Mesmo quando com eles transigimos, a consciência adverte-nos de que poderíamos
resistir e que, para vencê-los, não careceríamos de fortaleza superior às
nossas possibilidades, se fizéssemos finca-pé. É pelo emprego livre da razão
que nos fazemos o que somos. Se ela apenas propende para o sensualismo é que a
vontade, forte e demoníaca, subjuga e escraviza a inteligência.
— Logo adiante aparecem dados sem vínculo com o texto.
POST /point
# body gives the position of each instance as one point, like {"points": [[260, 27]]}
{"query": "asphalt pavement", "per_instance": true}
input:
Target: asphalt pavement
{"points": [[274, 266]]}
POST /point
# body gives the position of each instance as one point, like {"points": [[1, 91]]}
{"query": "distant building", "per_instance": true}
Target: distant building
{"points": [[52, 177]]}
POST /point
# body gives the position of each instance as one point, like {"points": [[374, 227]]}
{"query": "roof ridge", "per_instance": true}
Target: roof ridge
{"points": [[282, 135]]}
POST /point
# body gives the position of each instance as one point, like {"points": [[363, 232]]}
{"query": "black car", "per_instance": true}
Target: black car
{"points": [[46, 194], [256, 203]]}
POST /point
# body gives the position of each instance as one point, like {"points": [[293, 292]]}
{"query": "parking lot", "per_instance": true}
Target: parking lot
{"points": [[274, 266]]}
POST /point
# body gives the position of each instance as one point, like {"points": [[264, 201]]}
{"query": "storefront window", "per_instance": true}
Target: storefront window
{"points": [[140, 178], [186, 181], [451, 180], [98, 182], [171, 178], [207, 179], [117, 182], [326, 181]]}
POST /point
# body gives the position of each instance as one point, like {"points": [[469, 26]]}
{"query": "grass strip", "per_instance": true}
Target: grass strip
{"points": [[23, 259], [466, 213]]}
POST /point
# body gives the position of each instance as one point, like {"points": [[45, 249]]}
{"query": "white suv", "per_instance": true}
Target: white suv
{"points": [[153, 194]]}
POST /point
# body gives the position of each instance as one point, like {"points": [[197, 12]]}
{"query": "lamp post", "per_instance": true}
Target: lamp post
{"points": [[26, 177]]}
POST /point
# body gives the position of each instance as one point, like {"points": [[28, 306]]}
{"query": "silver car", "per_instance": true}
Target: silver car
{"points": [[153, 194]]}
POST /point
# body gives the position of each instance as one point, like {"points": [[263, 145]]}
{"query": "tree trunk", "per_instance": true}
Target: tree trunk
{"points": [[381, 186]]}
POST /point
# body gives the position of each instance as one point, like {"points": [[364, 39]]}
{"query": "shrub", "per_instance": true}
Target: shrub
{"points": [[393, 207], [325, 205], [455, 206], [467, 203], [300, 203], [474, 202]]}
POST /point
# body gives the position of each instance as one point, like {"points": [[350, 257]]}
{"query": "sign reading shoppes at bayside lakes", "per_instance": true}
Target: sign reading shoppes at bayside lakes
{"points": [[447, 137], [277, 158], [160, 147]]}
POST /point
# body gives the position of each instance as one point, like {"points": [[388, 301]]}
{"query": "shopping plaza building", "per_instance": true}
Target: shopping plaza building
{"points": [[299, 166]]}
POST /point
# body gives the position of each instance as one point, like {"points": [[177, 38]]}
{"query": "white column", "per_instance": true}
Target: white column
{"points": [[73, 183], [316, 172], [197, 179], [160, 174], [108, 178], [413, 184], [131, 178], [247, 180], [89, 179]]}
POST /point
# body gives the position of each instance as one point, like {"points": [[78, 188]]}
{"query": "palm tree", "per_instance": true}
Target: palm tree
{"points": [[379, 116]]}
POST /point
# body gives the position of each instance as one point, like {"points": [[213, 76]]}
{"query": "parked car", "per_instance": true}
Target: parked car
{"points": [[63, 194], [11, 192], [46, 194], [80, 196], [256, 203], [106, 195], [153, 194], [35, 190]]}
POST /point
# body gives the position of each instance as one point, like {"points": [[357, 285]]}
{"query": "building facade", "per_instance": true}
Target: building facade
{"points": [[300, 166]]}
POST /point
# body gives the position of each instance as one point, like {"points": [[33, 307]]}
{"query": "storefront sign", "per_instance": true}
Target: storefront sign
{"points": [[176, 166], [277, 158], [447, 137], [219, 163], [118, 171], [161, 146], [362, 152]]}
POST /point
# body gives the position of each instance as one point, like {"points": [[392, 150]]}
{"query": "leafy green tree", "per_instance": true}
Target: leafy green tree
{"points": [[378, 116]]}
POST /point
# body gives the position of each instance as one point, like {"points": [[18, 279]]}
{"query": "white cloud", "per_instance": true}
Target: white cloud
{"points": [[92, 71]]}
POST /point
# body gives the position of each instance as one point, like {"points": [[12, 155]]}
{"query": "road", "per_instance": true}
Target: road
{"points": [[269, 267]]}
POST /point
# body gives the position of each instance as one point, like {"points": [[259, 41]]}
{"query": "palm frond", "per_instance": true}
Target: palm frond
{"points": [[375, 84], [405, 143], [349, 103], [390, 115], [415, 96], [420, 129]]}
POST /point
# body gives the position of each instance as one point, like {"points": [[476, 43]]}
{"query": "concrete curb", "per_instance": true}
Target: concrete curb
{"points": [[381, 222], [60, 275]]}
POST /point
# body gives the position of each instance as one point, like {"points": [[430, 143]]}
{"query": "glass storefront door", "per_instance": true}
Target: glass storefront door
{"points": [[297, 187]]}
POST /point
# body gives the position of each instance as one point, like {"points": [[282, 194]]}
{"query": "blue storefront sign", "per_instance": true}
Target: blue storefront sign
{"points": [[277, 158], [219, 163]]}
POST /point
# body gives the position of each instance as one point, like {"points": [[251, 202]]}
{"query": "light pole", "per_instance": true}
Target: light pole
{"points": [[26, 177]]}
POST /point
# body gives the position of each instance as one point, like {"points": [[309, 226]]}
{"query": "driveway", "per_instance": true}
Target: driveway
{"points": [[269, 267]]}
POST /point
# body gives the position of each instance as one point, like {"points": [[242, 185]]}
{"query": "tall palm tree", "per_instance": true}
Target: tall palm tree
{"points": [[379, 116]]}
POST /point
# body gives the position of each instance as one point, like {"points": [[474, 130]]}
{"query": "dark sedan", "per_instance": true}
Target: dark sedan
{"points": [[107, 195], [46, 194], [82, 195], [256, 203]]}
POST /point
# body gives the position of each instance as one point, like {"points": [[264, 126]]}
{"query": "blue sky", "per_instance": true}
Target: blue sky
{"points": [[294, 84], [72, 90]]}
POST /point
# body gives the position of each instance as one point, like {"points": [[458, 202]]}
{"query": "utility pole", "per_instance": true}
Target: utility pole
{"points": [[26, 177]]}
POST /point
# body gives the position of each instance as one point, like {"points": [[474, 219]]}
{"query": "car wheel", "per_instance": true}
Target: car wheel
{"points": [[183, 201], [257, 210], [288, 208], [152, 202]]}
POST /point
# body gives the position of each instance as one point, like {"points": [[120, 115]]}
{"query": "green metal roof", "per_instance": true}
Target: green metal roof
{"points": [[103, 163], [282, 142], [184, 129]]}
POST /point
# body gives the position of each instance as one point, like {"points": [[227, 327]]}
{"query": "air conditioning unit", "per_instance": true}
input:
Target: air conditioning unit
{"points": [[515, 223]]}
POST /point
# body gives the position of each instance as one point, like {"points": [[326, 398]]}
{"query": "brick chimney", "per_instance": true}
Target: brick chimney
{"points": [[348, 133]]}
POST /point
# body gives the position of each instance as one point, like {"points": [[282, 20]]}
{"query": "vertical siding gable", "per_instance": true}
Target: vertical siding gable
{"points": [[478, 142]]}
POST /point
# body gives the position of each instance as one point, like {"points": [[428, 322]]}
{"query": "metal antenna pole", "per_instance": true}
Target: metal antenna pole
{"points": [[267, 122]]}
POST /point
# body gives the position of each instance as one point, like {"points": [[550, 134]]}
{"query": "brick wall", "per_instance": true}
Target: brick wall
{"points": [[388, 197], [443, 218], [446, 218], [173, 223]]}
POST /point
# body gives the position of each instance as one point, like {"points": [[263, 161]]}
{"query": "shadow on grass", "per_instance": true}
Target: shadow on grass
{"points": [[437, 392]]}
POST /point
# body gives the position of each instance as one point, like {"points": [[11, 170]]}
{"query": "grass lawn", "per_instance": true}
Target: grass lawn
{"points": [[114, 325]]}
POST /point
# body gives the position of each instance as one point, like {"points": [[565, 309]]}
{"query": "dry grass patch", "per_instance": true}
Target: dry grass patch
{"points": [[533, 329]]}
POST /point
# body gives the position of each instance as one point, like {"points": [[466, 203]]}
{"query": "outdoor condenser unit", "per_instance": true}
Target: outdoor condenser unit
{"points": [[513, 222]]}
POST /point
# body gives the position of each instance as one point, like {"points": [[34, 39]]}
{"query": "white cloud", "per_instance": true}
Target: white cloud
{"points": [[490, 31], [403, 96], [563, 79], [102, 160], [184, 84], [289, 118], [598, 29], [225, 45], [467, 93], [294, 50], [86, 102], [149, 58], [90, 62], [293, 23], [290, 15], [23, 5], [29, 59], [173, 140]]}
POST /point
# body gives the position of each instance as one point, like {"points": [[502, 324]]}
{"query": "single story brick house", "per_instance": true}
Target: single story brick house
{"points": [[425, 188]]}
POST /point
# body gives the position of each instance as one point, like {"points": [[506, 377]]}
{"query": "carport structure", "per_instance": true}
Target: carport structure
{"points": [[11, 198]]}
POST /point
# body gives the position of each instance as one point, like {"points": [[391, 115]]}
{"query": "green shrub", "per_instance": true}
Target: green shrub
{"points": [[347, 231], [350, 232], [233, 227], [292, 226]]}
Bem dirigida,
porém, essa mesma vontade compara-se a uma rainha, tendo por ministros as
faculdades intelectuais e presidindo ao maior desenvolvimento compatível com a
natureza humana.
Este pretenso ateísmo científico
tomou o encargo de rebaixar e destruir todos os caracteres da grandeza humana.
Não pode, contudo, impedir a alma de provar o seu valor, de assomar a matéria,
construindo-se de si mesma com os elementos do seu meio e do seu clima.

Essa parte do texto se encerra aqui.